It has been some time since I have come across a book that has been so widely read and talked about. There seem to be very few people who have not read The Dry, and just as few who didn’t like it.
And so, I came to the book with a sense of inevitability, that I would have to read it and that it would be good.
The Dry is set five hours from Melbourne, in a dusty town in which the lack of rainfall has corroded the community. Resentments are rife, as neighbours blame each other for tragedies past.
One of these tragedies was the death of a young girl whose family drives those who they believe to be to blame out of town.
But more recently, the town is again rocked by death – this time of a young family, seemingly at the hand of the father.
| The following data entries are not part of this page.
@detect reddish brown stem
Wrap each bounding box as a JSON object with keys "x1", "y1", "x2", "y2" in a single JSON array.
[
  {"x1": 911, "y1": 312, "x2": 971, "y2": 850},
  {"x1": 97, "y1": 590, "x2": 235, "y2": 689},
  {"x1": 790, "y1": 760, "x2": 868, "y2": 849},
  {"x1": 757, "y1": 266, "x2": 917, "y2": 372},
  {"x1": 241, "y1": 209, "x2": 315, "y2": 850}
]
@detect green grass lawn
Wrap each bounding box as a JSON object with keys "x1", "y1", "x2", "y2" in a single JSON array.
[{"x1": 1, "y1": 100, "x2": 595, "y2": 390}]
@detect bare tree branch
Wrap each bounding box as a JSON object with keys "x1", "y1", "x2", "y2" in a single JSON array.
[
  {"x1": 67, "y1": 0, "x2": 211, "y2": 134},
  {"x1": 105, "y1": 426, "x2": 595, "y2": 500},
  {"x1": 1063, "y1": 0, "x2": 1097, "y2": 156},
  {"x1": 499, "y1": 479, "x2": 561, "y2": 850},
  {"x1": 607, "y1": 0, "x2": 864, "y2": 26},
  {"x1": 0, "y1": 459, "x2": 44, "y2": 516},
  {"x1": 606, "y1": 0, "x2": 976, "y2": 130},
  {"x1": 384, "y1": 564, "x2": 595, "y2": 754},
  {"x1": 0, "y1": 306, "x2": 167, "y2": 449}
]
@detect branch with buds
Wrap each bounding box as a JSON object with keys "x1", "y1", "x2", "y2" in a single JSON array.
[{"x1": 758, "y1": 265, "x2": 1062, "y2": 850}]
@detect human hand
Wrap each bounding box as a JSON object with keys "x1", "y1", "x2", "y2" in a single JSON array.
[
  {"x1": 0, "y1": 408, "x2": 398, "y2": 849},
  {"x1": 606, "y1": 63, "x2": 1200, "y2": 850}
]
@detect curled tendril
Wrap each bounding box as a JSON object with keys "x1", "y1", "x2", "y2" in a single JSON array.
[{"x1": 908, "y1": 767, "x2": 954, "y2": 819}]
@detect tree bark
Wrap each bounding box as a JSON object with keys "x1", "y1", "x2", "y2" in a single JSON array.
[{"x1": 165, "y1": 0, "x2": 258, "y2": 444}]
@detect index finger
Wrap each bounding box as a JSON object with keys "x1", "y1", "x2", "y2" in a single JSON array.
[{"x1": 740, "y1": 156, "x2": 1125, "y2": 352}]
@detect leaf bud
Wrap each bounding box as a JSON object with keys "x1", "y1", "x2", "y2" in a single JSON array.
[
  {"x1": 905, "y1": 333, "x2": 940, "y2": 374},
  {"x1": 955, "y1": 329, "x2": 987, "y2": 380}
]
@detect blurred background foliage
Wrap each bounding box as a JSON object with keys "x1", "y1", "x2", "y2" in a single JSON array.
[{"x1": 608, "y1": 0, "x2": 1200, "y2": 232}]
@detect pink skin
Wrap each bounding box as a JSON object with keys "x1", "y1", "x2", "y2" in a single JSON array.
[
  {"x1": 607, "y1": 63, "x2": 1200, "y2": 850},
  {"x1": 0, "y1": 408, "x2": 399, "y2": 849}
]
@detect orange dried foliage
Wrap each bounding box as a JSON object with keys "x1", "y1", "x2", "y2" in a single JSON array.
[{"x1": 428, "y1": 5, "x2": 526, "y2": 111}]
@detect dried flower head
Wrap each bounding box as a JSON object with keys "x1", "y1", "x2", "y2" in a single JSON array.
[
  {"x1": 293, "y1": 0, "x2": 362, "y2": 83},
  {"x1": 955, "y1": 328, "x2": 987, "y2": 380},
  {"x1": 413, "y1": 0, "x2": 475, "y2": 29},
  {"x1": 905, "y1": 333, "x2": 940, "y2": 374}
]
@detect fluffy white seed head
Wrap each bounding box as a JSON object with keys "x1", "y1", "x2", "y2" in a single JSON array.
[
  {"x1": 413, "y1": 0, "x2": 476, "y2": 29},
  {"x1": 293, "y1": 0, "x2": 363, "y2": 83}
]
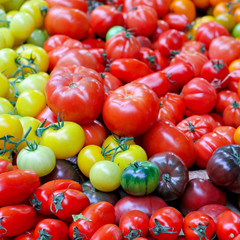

However, not everyone is so sure that events unfolded in they seemed, and a former resident stays in town after the family’s funeral to investigate.
Harper expertly details the investigation, and at the same time, exposes the many tensions and lies that fester within the struggling community. Personalities and fraught relationships are laid bare, and she evokes a town in crisis, full of small town prejudices and historical resentments.
While my mind was always sifting through the information that Harper revealed to try to guess who might have been responsible for the deaths of the family, I never guessed the outcome of the investigation.
As expected, The Dry was as engaging, entertaining and seamlessly written as everyone else said that it was. I’m glad I finally listened to them all and read it.